Chronic Fatigue Syndrome
Fatigue is definitely disabling and can cause great anxiety and depression in a person who just wants to live a “normal” lifestyle and do all the things that everyone else can do. Some people with CFS use wheelchairs because they may not be able to walk long distances and/or suffer with muscle and joint pain. If you cannot walk short or long distances without feeling like you want to nap on the sidewalk, a wheelchair may be a great option. A chair that folds is a great option because they are highly portable. Stick the chair in your car and get moving. When you need it, it’s there for you.
This condition is still not fully understood by the medical community but people who suffer with this condition often need wheelchairs because of extreme fatigue, chronic pain issues, or suffer from vertigo/dizziness. For some, the pain can be downright disabling and sometimes the use of a cane or a walker just won’t do. A rigid and lightweight chair could be just the chair you need. With rigid chairs, there are less moving parts that can break or wear down. I recommend a rigid chair for those who are going to use their wheelchairs more often.
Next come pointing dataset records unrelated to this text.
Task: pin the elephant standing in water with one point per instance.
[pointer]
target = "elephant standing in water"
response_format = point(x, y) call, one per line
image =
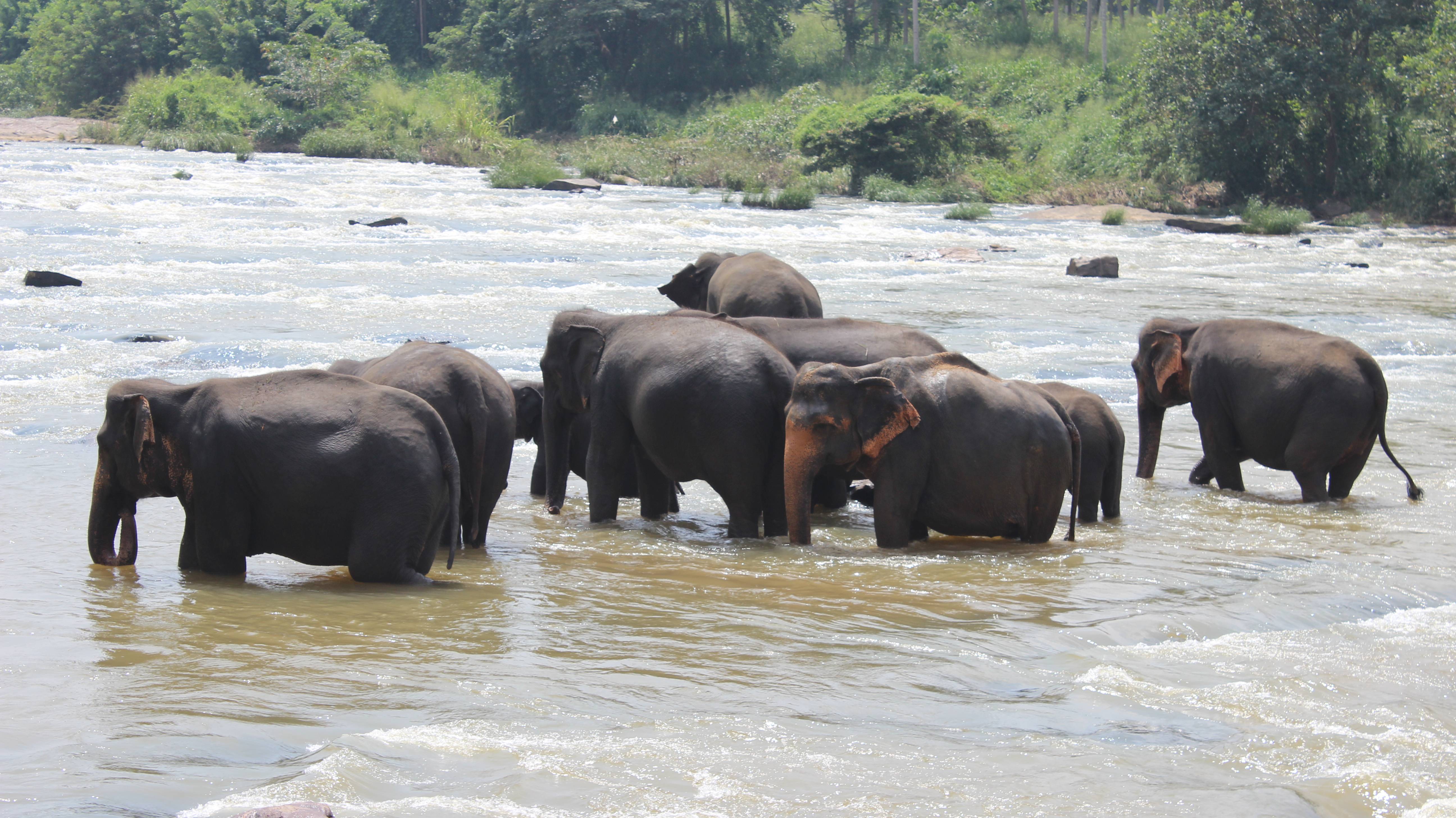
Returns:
point(1286, 398)
point(1103, 447)
point(314, 466)
point(948, 447)
point(691, 398)
point(477, 407)
point(756, 284)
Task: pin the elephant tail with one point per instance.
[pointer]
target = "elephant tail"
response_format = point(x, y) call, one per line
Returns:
point(1382, 399)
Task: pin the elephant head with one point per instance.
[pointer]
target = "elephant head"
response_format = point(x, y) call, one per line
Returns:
point(689, 287)
point(528, 410)
point(1162, 380)
point(568, 369)
point(136, 459)
point(836, 417)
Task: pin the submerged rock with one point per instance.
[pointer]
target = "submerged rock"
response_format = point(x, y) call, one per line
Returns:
point(50, 279)
point(1101, 267)
point(296, 810)
point(573, 185)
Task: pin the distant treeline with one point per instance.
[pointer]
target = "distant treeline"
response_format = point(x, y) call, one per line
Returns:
point(1296, 101)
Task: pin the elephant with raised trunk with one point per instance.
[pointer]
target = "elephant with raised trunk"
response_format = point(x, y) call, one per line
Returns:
point(755, 284)
point(948, 446)
point(318, 468)
point(1286, 398)
point(477, 407)
point(689, 398)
There are several other reasons that one may use a wheelchair that are not listed here. The important things to remember are that if you are prone to falls, suffer from chronic pain issues in your lower limbs, or unable to walk for five minutes without feeling numb, tired, or just like you want to collapse, it may be time for you to consider a wheelchair. Thank goodness there are so many options for nearly everyone. I personally “drive” a Quickie with flashing castor wheels. For the more conservative, there are many options for you as well. You can find a wheelchair to fit almost any personality.
Try not to think of a wheelchair as a prison. It is a means of independence and for some, gaining a little more independence in their lives will be truly worth it.